Ce qui interpelle dans le film, ce sont tout autant les accès de violence qui perturbent le tranquille tableau initial que le processus imperceptible qui les amène : les deux aspects s’avèrent également effrayants. Comme souvent chez Cronenberg, c’est une violence sèche qui flirte parfois avec le grotesque dans ce qu’elle fait subir à l’intégrité physique de ses sujets : qu’on pense à Scanners et cette tête qui explose comme une citrouille, excepté qu’ici les sévices faits à la chair restent d’un glaçant réalisme. La complaisance risquée à chaque scène n’a pas le loisir de s’installer, toute tentation d’en jouir ou même d’en sourire complaisamment reste figée dans la gorge du spectateur. Ces scènes dévoilent pour le coup une sensibilité inattendue, car ce sont de rares occasions, dans le cinéma récent, où la violence est représentée au plus près de sa douloureuse réalité, sans qu’on cherche à en atténuer ou à en outrer l’impact. Mais c’est surtout le contexte où elle éclate qui génère le trouble et alimente la réflexion du cinéaste sur la nature humaine : le fait qu’un même personnage passe en cinq secondes, sans transition ni signe avant-coureur évident, d’une relative inertie à une puissance physique meurtrière, avant de reprendre sa position initiale. La sobriété de la mise en scène de ces changements d’état, qui ne ressent pas le besoin de les annoncer ou d’en justifier l’ampleur, amène de façon naturelle le doute sur la nature du héros et de la force qui l’habite : capable de caresser d’une main et de broyer de l’autre, quel genre d’homme est-ce là ? Ce n’est pas le moindre des mérites de Cronenberg que d’avoir fait de cette idée même – l’appartenance au genre humain de cette dualité de comportement – une matière de cinéma.

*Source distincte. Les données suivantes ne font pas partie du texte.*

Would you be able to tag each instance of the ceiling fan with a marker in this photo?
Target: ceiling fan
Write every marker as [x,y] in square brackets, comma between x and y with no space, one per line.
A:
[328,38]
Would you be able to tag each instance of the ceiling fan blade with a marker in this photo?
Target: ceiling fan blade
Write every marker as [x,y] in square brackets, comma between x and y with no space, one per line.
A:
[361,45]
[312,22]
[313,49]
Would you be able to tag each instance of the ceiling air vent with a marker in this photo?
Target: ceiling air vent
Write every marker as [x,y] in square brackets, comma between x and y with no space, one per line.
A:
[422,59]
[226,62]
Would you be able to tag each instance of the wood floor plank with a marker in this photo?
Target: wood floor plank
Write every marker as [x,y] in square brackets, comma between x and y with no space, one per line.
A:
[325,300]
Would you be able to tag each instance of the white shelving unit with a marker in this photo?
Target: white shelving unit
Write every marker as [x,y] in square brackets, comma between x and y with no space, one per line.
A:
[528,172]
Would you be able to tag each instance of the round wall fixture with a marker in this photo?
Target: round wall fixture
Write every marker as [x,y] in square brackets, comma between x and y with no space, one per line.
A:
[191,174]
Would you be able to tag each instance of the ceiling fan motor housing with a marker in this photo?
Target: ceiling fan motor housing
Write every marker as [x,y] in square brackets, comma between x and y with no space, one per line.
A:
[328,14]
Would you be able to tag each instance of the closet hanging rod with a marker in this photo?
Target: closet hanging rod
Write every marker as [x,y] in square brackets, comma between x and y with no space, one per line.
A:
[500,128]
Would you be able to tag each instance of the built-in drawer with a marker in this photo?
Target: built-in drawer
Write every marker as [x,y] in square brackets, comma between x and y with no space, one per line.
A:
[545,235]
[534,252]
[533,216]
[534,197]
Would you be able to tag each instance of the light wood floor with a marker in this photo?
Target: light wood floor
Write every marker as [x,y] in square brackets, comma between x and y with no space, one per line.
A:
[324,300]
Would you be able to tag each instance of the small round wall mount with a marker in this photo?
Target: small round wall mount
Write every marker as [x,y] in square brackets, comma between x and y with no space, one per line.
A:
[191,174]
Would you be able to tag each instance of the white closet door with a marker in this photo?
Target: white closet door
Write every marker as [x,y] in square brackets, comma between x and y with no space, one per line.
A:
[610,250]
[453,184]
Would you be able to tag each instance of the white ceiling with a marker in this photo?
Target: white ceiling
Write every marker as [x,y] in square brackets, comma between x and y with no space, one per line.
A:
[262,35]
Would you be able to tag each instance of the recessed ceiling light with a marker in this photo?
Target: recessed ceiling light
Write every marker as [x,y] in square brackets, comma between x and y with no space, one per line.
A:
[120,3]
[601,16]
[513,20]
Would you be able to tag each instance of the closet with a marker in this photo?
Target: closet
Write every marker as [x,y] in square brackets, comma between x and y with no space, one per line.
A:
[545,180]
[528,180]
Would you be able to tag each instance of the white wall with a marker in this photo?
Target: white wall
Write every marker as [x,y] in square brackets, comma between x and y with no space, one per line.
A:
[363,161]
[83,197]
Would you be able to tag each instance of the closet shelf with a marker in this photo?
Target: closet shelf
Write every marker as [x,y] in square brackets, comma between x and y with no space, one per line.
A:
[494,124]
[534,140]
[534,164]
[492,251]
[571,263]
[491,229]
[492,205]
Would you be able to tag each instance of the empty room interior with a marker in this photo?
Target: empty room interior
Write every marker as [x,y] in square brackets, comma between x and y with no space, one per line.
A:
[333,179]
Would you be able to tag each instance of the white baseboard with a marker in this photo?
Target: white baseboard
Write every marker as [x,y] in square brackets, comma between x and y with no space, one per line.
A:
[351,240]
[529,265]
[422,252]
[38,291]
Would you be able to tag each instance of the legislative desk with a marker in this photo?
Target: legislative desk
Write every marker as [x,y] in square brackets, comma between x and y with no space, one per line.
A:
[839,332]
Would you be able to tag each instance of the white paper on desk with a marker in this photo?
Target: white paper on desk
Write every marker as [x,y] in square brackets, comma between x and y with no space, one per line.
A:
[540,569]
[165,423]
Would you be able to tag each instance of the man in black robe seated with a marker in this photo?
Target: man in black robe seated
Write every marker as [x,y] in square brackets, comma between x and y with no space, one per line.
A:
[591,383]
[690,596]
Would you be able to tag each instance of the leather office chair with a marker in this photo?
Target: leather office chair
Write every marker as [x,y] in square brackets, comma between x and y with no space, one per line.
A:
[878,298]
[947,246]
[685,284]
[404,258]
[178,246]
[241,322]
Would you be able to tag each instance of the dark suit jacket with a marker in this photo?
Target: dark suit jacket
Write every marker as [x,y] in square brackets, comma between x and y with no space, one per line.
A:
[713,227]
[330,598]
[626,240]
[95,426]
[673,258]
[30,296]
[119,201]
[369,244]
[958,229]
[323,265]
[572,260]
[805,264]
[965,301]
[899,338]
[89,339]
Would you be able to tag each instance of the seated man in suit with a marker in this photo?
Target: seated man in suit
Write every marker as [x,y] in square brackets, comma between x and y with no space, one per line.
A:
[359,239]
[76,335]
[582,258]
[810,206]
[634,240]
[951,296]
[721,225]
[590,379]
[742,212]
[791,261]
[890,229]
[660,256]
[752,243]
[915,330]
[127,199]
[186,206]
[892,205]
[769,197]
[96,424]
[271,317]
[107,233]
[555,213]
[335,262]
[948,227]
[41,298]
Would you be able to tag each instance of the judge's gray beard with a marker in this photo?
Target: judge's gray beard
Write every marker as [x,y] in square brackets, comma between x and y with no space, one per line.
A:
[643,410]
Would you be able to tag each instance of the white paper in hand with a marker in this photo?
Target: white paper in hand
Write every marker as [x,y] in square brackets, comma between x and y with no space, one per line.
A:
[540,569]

« Entre normalité fuyante et aberration fascinante »
C’est avec la même maîtrise mesurée que le cinéaste nous attache au cheminement de ce personnage à l’identité incertaine et aux contours de moins en moins discernables, corps en marche dont on ne suit finalement rien d’autre que la mutation vers un résultat indéfinissable que la dernière scène ne suffira pas à éclaircir. Car les deux apparences qu’il présente ne cohabitent pas paisiblement. Elle sont d’abord soumises à la diversité de leurs origines possibles qu’on évoque, flirtant parfois avec le fantastique : vie secrète ? dédoublement de personnalité ? substitution ? Surtout, au fil de la quête du héros pour sauver à la fois sa famille et son identité – quelle qu’elle puisse être –, la dichotomie entre ses deux personnalités devient moins en moins évidente, chacun de ses agissements, si mesuré qu’il soit, étant désormais entaché d’ambiguïté. Au point qu’au moment de la résolution de ce conflit, on ne sait trop qui, du paisible citoyen ou du tueur glacial, est assis dans ce fauteuil, le visage empreint d’une neutralité menaçante. À propos de visage, il faut dire un mot sur l’apport de celui qui se révèle ici un précieux complice du metteur en scène : Viggo Mortensen. Cet acteur, dont le physique évoque un charme rugueux entamé par un traumatisme profond, a toujours été plus à l’aise dans les rôles de personnages en marge, dans le cinéma indépendant ou les blockbusters (Witness, The Indian Runner) que dans la raide solennité où certains, comme Peter Jackson, ont tenté récemment de le mouler. Il est ici parfait, prêtant son jeu discret et son visage anguleux à une remarquable double interprétation de l’apaisement policé et de la brutalité la plus froide, composant une nouvelle occurrence du héros cronenbergien déchiré entre normalité fuyante et aberration fascinante.